Ultimately came the anger. Life wasn’t fair. Why him?
Gordon hitchhiked to New Orleans. Then he made some very bad choices: petty crime and dealing drugs. He is a good kid. He was just in a “bad place” without any guidance or support. He was trying to survive.
Thankfully someone told Gordon about Covenant House. “It’s a place for runaway and homeless teenagers. They can help you turn your life around.”
Within six months, he was thriving. Our team had done a great job of providing plenty of supportive counseling, and slowly Gordon came into his own.
Gordon got a job working for White Dove Landscaping, our job readiness and training program, and he loved it. We cut lawns, clear lots, and landscape small residential and commercial properties. Approximately six to nine youth trainees are employed at a time. The first lesson our kids learn is to show up – on time – each day.

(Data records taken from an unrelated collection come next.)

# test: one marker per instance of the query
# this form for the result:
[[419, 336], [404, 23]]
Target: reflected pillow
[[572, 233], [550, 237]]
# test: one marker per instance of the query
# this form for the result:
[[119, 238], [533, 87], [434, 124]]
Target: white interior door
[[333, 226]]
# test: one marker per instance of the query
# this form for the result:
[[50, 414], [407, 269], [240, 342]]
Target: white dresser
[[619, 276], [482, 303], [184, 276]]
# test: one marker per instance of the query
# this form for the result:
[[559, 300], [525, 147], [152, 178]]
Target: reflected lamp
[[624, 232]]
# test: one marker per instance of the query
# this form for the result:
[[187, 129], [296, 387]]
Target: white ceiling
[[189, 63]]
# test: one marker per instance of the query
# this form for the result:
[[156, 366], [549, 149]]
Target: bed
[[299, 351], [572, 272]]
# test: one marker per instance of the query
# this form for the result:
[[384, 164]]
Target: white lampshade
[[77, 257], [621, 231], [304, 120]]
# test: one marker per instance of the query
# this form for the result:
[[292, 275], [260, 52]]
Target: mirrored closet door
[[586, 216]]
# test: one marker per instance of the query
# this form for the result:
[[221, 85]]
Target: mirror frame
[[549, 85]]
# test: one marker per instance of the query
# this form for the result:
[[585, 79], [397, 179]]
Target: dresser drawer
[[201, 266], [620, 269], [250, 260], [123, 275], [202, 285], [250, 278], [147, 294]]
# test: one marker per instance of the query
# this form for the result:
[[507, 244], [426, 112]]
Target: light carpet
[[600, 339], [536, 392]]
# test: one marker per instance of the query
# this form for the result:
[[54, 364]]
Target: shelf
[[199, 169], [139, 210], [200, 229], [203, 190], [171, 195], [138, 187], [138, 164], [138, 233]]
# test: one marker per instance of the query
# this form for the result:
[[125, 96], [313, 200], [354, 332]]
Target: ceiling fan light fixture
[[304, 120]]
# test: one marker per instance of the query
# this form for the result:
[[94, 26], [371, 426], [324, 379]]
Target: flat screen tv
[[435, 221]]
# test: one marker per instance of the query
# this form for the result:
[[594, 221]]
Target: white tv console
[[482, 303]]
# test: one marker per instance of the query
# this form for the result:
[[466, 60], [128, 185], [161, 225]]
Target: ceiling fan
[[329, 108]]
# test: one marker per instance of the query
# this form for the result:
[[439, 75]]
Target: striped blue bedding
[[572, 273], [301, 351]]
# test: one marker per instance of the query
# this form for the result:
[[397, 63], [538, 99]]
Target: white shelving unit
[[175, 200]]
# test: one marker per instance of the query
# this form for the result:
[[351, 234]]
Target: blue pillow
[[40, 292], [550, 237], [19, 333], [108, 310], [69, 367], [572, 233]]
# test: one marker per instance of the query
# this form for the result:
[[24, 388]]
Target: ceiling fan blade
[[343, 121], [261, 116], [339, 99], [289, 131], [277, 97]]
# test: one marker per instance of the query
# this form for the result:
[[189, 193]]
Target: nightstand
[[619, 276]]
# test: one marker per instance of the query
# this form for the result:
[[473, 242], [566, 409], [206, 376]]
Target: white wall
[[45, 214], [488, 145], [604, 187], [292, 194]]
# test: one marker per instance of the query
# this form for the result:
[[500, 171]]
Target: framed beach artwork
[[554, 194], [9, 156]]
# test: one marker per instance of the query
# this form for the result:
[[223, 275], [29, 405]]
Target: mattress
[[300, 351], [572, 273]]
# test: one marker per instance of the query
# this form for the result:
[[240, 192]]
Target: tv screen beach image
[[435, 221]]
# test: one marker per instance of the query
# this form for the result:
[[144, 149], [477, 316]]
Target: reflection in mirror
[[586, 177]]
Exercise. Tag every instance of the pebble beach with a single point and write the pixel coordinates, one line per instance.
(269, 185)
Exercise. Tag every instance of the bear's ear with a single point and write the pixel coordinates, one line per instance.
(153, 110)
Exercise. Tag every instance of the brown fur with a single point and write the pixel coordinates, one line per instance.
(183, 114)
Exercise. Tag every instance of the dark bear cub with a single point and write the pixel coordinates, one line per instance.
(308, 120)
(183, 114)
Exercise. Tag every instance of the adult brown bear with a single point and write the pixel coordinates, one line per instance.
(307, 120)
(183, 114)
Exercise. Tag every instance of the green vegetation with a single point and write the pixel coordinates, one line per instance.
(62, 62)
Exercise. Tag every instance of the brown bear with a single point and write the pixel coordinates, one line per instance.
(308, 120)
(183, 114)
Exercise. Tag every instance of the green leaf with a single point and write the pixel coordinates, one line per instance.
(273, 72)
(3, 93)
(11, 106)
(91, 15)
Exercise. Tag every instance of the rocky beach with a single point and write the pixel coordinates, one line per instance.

We teach our White Dove crew a host of life skills and business skills (“Wear a clean shirt every day.” “The customer is always right.” “Yes ma’am, yes sir.”). They learn about the equipment: how to operate and repair. They learn about the different kinds of grasses, plants and shrubs. They learn how to use technology: to take before and after pictures of their assigned lots, and to electronically match the pictures with the invoices.
Financial literacy is another educational element of the program. Each resident trainee is strongly encouraged to save 80% of their paycheck. They’ll need the funds for school or to obtain an apartment in the future.
Ultimately our youth learn to put the past behind them and to become responsible young adults.
Sounds so simple. Young men and women like Gordon, however, have had to overcome innumerable hurdles. Did they grow up in a physically and/or sexually abusive home? Where’s their father? Does their mother deal drugs, or suffer from mental illness? Were they ever in foster care? Were they ever trafficked? Had they run away from home – or been thrown out?
How did they survive on the street for weeks and months before knocking on our door for help?
Gordon was an A+ landscape trainee. He enjoys working – and working long hours.
“What about the summertime and the heat?” I asked.
“Doesn’t bother me. I like working outside. Someday, I want to start my own landscaping business. I am going to call it Black Dove.”
As I started laughing, a big sheepish grin came across Gordon’s face. “You like the name?” Gordon
“So White Dove is going to have some competition in a couple years,” I said. We both chuckled.
Gordon hasn’t started his own landscaping business yet – but he’s on his way. Today, Gordon is working hard at another landscaping company and working evenings at a second job to save up money. He has reunited with family and now lives with his aunt. We are so proud of him and and can’t wait to see where his hard work takes him!